Jawaban Jabbar, entah bagaimana membawa saya pada Naomi Klein dengan bukunya This Change Everything: Capitalism vs. The Climate, yang membahas tentang penyebab perubahan iklim. Naomi begitu juga Jabbar percaya, kapitalisme bagaikan predator yang memakan sumber daya bumi dengan kecepatan penuh dan tidak memberikan ruang untuk hidup berkelanjutan. Dorongan rasa lapar atas dasar keuntungan dan pertumbuhan ekonomi berdampak pada eksploitasi dan degradasi alam.

Untuk itulah, dalam menghadapi krisis iklim upaya kolektif seperti yang dilakukan Work Ti Farm menjadi penting karena kita tidak bisa berpangku tangan pada pemerintahan yang berpihak pada percepatan ekonomi—dan kapitalisme—ketimbang memedulikan persoalan lingkungan.

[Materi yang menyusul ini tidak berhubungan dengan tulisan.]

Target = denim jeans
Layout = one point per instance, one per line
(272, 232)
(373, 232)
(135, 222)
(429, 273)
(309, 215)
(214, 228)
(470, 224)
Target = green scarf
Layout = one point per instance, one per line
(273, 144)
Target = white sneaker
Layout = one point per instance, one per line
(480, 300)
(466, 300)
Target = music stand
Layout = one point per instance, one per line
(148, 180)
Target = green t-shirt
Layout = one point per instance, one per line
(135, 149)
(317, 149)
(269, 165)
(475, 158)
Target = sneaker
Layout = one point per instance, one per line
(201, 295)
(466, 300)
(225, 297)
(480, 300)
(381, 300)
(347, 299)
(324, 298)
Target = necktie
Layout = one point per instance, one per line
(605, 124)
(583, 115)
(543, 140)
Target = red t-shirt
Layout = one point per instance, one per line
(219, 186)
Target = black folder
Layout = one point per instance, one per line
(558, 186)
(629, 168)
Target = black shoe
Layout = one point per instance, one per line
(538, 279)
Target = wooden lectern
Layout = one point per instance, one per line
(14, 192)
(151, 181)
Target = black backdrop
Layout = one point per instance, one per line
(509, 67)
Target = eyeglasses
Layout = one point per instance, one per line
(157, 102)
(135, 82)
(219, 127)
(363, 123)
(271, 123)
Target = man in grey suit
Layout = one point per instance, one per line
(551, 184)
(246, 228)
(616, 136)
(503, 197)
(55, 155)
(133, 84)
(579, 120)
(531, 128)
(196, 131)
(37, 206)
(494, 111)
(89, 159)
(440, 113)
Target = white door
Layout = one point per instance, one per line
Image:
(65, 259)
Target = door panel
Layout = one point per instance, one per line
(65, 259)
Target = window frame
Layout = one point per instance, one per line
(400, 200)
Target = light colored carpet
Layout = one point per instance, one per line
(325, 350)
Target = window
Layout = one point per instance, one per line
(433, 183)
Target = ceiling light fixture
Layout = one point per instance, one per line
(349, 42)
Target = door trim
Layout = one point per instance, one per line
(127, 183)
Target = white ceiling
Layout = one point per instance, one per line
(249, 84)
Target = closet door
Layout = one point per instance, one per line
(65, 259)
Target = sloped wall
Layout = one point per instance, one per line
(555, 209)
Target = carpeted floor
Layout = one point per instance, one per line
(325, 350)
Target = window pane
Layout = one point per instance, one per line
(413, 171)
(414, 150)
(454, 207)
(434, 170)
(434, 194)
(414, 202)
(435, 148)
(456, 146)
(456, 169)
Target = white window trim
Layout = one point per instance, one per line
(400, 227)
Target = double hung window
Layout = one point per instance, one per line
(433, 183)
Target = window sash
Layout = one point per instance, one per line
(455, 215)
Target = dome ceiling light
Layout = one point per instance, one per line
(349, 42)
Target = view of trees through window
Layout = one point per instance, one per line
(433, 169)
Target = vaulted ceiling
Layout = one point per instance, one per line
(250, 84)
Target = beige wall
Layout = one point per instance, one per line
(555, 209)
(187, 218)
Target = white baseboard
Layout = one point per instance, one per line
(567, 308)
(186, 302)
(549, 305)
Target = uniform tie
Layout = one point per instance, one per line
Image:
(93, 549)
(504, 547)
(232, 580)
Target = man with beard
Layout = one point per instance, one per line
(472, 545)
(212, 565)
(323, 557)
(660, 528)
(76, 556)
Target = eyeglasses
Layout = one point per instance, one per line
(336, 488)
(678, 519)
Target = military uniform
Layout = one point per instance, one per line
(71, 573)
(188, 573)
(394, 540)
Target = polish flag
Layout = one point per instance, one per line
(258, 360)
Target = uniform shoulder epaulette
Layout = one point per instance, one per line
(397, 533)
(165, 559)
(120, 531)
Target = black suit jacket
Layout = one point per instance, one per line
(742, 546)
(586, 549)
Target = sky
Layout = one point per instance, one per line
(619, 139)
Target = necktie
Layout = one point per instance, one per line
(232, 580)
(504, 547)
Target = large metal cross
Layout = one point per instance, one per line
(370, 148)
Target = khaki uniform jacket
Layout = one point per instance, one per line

Pada akhirnya, apa yang dilakukan dan dikampanyekan oleh Work Ti Farm adalah ajakan untuk bertindak di tengah krisis lingkungan dan iklim. Work Ti Farm menjawab seruan untuk bersatu sebagai komunitas global dan mengambil tindakan kolektif secara radikal untuk mengatasi krisis iklim. Secara metaforik, Work Ti Farm memfungsikan dirinya untuk kehidupan yang lebih besar dari dirinya. Tapi saya kelewat iseng untuk bertanya, Apa yang dipercayai Work Ti Farm setelah kehancuran? Apa ada utopia yang masih dipegang?

“Jika mengandaikan apa yang terjadi setelah kehancuran, secara subjektif” kata Jabbar, “saya ingin mengatakan jika masih ada yang tersisa, mari bangun kembali kehidupan yang lebih baik dalam semua aspek. Seperti juga peradaban-peradaban yang pernah eksis dan tenggelam, hal utopis yang Work Ti Farm bayangkan adalah kembali membangun peradaban. Cara atau bagaimana untuk membangunnya, tentu selalu terbuka untuk didudukkan dan diperbincangkan bersama-sama,” tutup Jabbar.

Tentu saya bukan orang yang ingin duduk dan berbincang bersama-sama untuk membangun kehidupan lainnya setelah kehancuran, tapi saya hanya ingin mengingatkan apa yang pernah Alan Badiou sampaikan, bahwa harapan berkaitan dengan ‘ketahanan, ketekunan, dan kesabaran. Maka dalam hal ini semoga Work Ti Farm bisa memupuk terus tiga sifat yang membosankan tersebut, dan semoga semua harapan itu tidak dilumat cepat oleh waktu. Karena kiamat ekologis yang menghancurkan akan datang di sini dan saat ini. Bersabarlah.***

*Work Ti Farm adalah kolektif yang tengah mengupayakan hidup bersinergi dengan alam. Work Ti Farm terbuka untuk didatangi untuk saling belajar pertanian. Lahan tani Work Ti ada di daerah Ciampea, Bogor Barat.

Rujukan dan Bacaan Lanjutan:

Elizabeth Kolbert, The Sixth Extinction.  Henry Holt and Company. 2014.

Naomi Klein, This Change Everything: Capitalism vs. The Climate. Alfred A. Cnoff Canada. 2014.

Patrice Jones, Stomping with the Elephants: feminist principles for radikal solidarity. Ak Press. 2006.

Patrice Jones, Free as a bird: natural anarchism in action. Routledge. 2009.